Cold! Temp is 33 with a strong north wind blowing 20-25mph off the lake. They are finishing up the Am land marks and starting the Limited water marks. Great weather for duck dogs! I think I'll toss another log in the fireplace.;-)


----------



## Chad Wilson (Feb 5, 2003)

Just got the great news from Ken Wood.

Buzz wins the Open

Congrats Ken, Jenny and Charlie Moody

That Gives Buzz FC


----------



## TBell (Apr 1, 2004)

AWESOME!! Way to go Buzz!

Congrats to Ken and Charlie for a job well done.


----------



## JKL (Oct 19, 2007)

any other open results ?


----------



## Franco (Jun 27, 2003)

A big congrats to Ken, Charlie and Buzz on the Open win!

Add another get by Ford making his FC.

I don't know any other results other than we didn't make it out of the 4th and Steve and Miah got a JAM.


----------



## Chuck McCall (Jun 29, 2003)

Partial AM Results

1. Podnah/Kenny Cox
2. Quick/Joe Broyles
3. Norman/Mark Rosenblum
4. ??????
Jams
Whiskey/Mark Sehon
Boo/Ricky Favor


Sorry I don't have all of them...

Big congrats to Ricky and Boo.....A jam in just her 2nd am.....


----------



## Ricky Elston (Nov 25, 2004)

Congrats to Kenny Cox, Joe Broyles, and Mark Sehon.


----------



## cakaiser (Jul 12, 2007)

Open
Congrats Ken, Charlie, and Buzz!!
2nd- ?/ Farmer
3rd- Boo/ Paul Sletten
4th- Nettie/ Rick Mock

Kenny and Podnah, awesome, way to go guys!! Podnah is also a littermate to the high point, Am, lab female , Skeeter.

Rose is proud of her 2 kids, and we are too.


----------



## Jay Dufour (Jan 19, 2003)

Major congrats to training buds Kenny Cox Amateur WIN and Open Jam,Tracy Farmer Qual second and QAA for Boomer,Mark Sehon Amateur Jam,Derby Jam...and to all who finished at the SLRC trial.


----------



## Jay Dufour (Jan 19, 2003)




----------



## Jay Dufour (Jan 19, 2003)

Smith expounding something about Feet ????


----------



## Frank Jones (Feb 17, 2004)

Congratulations to ALL this weekend; and to our special friends: Tracy and Boomer for your Q 2nd, Kenny Cox on your WIN, Mark Sehon with the Derby, and Ricky Favor and Boo for your Amateur RJ. What a weekend.


----------



## Jay Dufour (Jan 19, 2003)

Cool Derby memory bird....big wind from left....bird thrown into wind and landing exactly at the end of the channel.


----------



## Mark Sehon (Feb 10, 2003)

Congrats out to you Jay!!!!! Qual & Derby jams.
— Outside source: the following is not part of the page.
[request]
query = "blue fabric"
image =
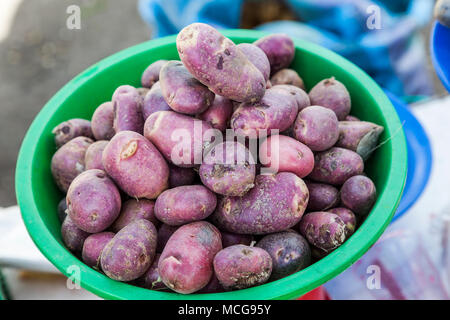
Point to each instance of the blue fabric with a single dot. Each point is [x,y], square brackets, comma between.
[393,55]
The training group had a "Great" weekend. Glad to see all of my ole' friends, and glad to make some new ones.


I do hear, Smith has a fetish for feet. Who would have thunk it.


----------



## JWC (Feb 25, 2008)

Danny's dog with the second was #16 TIA.


----------



## rboudet (Jun 29, 2004)

Jerry Lou Matter took the fourth in the AM with Tex.


----------